Shifting the Shape of the Game

On the weekend, my eight year old son and I played mini-golf.  As I took the score card, he told me he didn’t want to keep score.  I found myself a bit attached to keeping score – what’s the point if we don’t?  But I agreed, grumbling a little in my mind.

It felt a bit strange starting, knowing we weren’t keeping score, feeling like my shots didn’t “count”.

On about the third hole, his first shot didn’t go very far.  In fact, you could probably say it failed.  He looked at me and asked if he could take it over.

Could he take it over? I realized his question was kind of pointless if we weren’t keeping score.  It didn’t matter if he “took it over” or not – it wouldn’t be reflected anywhere.  Of course, he could take another shot.

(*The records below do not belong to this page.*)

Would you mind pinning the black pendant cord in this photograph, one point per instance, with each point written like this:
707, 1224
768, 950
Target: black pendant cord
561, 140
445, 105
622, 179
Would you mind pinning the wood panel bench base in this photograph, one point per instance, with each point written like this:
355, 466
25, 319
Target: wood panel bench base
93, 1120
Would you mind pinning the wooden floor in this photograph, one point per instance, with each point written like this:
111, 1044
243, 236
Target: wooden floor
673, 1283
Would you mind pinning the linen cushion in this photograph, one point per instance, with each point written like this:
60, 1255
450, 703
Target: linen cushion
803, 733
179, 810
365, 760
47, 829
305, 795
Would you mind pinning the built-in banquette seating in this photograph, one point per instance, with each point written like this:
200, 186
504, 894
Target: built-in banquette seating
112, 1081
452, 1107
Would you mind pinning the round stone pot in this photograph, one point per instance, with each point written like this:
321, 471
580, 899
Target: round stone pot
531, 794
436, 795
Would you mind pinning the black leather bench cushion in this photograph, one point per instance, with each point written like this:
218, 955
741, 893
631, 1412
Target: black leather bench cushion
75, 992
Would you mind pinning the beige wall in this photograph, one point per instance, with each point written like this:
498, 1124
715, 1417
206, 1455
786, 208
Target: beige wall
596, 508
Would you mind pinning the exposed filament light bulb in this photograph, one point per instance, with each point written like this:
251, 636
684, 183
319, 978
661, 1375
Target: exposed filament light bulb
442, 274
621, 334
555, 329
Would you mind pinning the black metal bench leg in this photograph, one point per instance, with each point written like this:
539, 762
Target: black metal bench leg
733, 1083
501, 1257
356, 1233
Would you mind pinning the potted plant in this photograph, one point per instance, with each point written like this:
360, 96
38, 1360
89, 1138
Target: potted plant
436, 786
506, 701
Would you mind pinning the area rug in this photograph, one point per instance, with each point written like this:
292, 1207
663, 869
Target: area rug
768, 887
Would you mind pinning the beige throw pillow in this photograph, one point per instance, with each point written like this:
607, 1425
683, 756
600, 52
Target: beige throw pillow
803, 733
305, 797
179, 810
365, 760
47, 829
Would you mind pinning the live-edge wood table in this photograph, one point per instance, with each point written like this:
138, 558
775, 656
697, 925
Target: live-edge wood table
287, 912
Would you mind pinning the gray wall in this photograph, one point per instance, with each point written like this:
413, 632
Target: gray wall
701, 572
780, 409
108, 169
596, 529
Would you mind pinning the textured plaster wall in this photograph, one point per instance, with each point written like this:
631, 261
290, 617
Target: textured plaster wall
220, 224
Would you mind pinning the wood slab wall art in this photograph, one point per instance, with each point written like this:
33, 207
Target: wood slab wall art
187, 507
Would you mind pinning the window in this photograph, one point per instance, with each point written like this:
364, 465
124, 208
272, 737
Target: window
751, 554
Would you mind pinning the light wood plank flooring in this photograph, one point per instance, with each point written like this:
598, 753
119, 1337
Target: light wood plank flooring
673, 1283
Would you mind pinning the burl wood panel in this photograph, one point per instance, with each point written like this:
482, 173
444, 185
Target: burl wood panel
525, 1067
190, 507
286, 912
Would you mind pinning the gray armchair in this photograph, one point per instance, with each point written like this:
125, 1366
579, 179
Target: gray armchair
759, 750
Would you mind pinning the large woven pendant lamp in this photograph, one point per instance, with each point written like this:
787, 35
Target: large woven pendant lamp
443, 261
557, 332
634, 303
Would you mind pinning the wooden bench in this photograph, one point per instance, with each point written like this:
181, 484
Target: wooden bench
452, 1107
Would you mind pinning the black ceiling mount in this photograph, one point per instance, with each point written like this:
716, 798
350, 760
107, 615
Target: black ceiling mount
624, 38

He asked the same question a couple more times and I told him it didn’t matter – of course he could.  And that was about when I realized it did matter – but in a different way than through the traditional lenses through which we were both seeing the game – me through the lens of keeping score in order for the game to have meaning and him through the lens of continuing to ask permission to re-do a shot to keep his score low.

We had shifted the shape of our game, but we both still playing by the old rules.  How often does this happen in the larger world?  How often do we continue to play by the old rules even when we know we want something different, even when the field opens up for something different to emerge.  It is only through awareness, reflection and mindfulness that we are able to fully embrace the shifting shape of the game and shape shift ourselves to flow well with the emergence that then becomes available.

In that moment of realization, the potential of the new “rules” opened up.  Not only could my son re-do a shot, but he could now “safely” develop his skill at the game without feeling the need to “cheat” to try to keep his score low.  So instead of sliding his ball into the hole, now he could “risk” hitting it to see what happened and learn how he could improve.

It was just a game of mini-golf — and it was so much more than a game of mini-golf.  Grateful to this youngster who is such a teacher in my life.